IP solutions enable content to become more relevant and specific for the broadcasters targeted audiences.

Cloud solutions have developed into adoptable infrastructures for broadcasters explained Sony Professional Solutions Europe Strategic Marketing Manager Stuart Almond at an event organised by Sony. 

Stuart almond headshot

Stuart Almond 

Content becomes more relevant using IP solutions without breaking the bank, Almond said.

“It has become a different world, traditional broadcasters have had to catch-up. Big data is around, they’ve been farming it, but now broadcasters need to work out how to use the most relevant data.”

“It’s a consumer led world, broadcasters are not dominant, they need to create content relevant for their audiences” – Stuart Almond

Ericsson Chief Technology Officer Steve Plunkett said the introduction of automation for broadcasters is “critical to running a successful business and to become custodians of data.”

In an increasingly competitive market, linear TV broadcasters face pressures from the likes of Netflix and Amazon who use data to understand their audience.

“Broadcasters have to adopt their approach, utilising data science to learn about their audience,” Plunkett said.

Almond added the changes to data security and data protection laws will make individually acquired data even more important in the future because companies will not be able to buy or share data under new legislation in the UK.

Content is King

Plunkett said: “Public service broadcasters need to engage with popular content and data insights”.

He explained the two different types of data - “consumer data” which holds strict ethical and legal regulations yet provides insight into individuals viewing habits; and “system data” that provides information on how network devices operate.

“Broadcasters have no choice but to recognise and adopt IP and cloud” – Steve Plunkett

Almond explained how using data allows broadcasters to gain insights into audience viewing habits across devices.

He said: “Platform analytics drives content being produced today, for tomorrow,” he continued, “big data now drives business decisions”.

The question remains, how far this can go?

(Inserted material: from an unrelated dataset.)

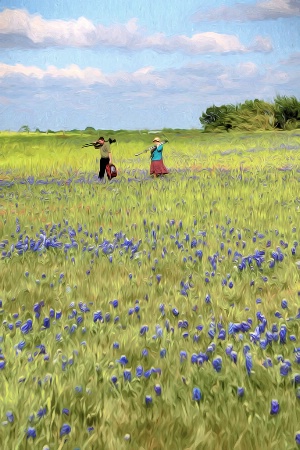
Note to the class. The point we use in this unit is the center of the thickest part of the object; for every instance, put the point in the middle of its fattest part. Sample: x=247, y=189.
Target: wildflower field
x=150, y=313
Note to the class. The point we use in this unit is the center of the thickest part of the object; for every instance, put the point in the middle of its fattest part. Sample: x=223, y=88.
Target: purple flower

Almond explained, if audiences prefer close-ups or wide shots, advanced technology will be able to pre-edit clips to automate shot decisions in order to create content quicker.

Almond said: “We are already seeing IBM’s Watson develop movie trailers.”

Broadcasters must quickly adopt IP and cloud technologies because the technology is now ready, cloud-based operations are feasible. Almond said the delay in implementation is “partly because of the broadcasters legacy of infrastructure and satellites”.

“Cloud acceleration will rise quickly, otherwise broadcasters are dead,” – Stuart Almond

Plunkett added the delay in adoption can be attributed to a combination of payload in high bit rate and quality expectations from the broadcaster. Only recently has this technology been viable for the broadcast industry.

He said: “Cloud virtualisation is more leading edge, broadcasters’ appetite to embrace cloud is high”.

Artificial applications

Steve plunkett

Steve Plunkett

The broadcast industry is at the “infancy stage of using data,” Plunkett explained.

He said that data related to audience demands combined with artificial intelligence (AI) and machine learning (ML) will allow broadcasters to efficiently learn audience habits, making their content delivery platforms more reliable and bring a profitable return on investment.

Plunkett explained there is a huge amount of potential for AI in broadcasting. “A machine can learn quickly the angles that work best in action, and produce in real time an algorithm to create viable and rapid clipping of content,” Plunkett said.

“If content is King, data is King Kong” – Steve Plunkett

Broadcasters need to use data from the experts to make informed decisions because audiences demand personalisation.

Plunkett likened the broadcast industry technology evolution to the Galapagos islands, he said: “The technology has evolved separately over time” and with the adoption of IP there are inherent security issues that arise, “we need to do this as a community,” Plunkett said.

Almond added: “The key is partnerships, working with vendors and telcos who rely on different levels of expertise and security.”